Disclaimer: The bot built here should be used only as a learning tool. If you choose to do real trading on Binance, then you have to build your own criteria and logic for trading. The author is not responsible for any losses incurred if you choose to use the code developed here on Binance.
Note: If you register on Binance via the Binance links provided in this article, we’ll get a small kickback and you’ll support the Finxter mission. In the name of all Finxters learning with us, and in the name of all Finxter creators, many thanks!
What is Binance?
Binance is a digital currency trading platform. It supports many cryptocurrency trading such as Bitcoin, Ethereum, Dogecoin, Tether etc.

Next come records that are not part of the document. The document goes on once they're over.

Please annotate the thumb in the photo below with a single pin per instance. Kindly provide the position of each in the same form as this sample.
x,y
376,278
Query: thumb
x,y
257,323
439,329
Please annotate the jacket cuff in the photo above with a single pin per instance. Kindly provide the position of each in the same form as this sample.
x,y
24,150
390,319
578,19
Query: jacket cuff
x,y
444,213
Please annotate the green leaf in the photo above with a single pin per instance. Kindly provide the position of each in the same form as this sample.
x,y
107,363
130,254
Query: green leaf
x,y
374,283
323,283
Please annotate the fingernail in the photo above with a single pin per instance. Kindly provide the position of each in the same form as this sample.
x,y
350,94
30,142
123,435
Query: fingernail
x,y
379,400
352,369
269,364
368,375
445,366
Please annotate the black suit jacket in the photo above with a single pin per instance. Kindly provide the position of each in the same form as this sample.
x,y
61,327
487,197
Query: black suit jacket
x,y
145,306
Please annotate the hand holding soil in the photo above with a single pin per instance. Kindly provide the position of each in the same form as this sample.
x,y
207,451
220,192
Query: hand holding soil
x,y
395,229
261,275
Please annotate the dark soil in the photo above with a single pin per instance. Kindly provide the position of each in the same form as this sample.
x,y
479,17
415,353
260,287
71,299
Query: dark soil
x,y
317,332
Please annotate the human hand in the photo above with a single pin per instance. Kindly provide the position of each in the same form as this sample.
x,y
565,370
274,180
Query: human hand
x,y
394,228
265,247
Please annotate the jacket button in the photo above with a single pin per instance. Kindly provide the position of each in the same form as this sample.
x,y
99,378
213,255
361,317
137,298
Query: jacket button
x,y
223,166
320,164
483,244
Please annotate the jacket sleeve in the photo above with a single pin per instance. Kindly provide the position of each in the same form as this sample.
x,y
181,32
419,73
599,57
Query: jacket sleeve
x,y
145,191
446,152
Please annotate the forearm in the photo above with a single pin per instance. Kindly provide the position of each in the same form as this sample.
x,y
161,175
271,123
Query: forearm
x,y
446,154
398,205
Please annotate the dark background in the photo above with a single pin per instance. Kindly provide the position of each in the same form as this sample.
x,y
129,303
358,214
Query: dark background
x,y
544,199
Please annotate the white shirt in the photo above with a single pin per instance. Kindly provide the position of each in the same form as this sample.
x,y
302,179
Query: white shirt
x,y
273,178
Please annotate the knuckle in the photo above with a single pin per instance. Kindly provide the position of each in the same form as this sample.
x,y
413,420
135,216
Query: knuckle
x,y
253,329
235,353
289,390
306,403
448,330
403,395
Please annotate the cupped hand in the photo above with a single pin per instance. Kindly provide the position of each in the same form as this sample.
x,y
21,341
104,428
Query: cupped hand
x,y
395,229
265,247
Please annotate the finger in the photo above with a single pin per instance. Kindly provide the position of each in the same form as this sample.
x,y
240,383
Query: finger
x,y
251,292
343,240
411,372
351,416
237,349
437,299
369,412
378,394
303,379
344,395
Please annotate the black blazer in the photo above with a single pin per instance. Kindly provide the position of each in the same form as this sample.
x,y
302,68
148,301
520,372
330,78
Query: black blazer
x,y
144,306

Binance has its own native cryptocurrency called Binance coin (BNB). It offers only crypto-to-crypto exchange. This means before you start trading on Binance you need to buy some cryptocurrency. You can buy the cryptocurrency on other trading platforms such as coinbase, kraken, Bitfinex, Bitstamp and so on.
Compared to other platforms, Binance fees are lowest. This makes it the most popular and largest trading platform.
Binance API
Binance offers RESTful APIs such as GET, PUT, POST using HTTP requests to send and receive data. It also supports the Websocket interface to exchange streams of data. e.g. to receive the latest Bitcoin price, account related updates and much more.
The API’s are available here for reference: Change Log – Binance API Documentation.
To ease the development of accessing these server API’s, there is a Python client package available which provides an interface for Binance servers. We will make use of this client python package for our bot design. The python package is available here: python-binance v1.0.12 documentation. This package allows us to connect to the Binance servers to send and receive data or stream.
Even though the python API makes our life easy to access Binance and provide a high level of security, there can be some disadvantages. These can include constantly evolving API interfaces which can break the code, however this also means that there are constant improvements on API, when there is an update in Binance infrastructure. Hence we can consider this disadvantage as a positive thing.
Setting a Binance Account
To design our bot we will not use the actual Binance account which needs real cryptocurrency. We shall rather use a testnet Binance account which uses fake or virtual cryptocurrency, so that we do not lose any money 🙂
However in this section we will cover how to set up a Binance account. To access Binance API, you need to first create an account with Binance. You can set up an account here:
Binance: Bitcoin Exchange | Cryptocurrency Exchange.
Creating an account is simple. You need to register with an email. You will receive a confirmation on your email. After confirmation, the next step would be a puzzle to ensure that you are not a bot. Finally, you need to enable the two factor authentication(2FA) using either Google Authenticator or your phone number. Below Fig 1 shows after creating an account on Binance (See green tick for 2FA and my 0 balance :-)).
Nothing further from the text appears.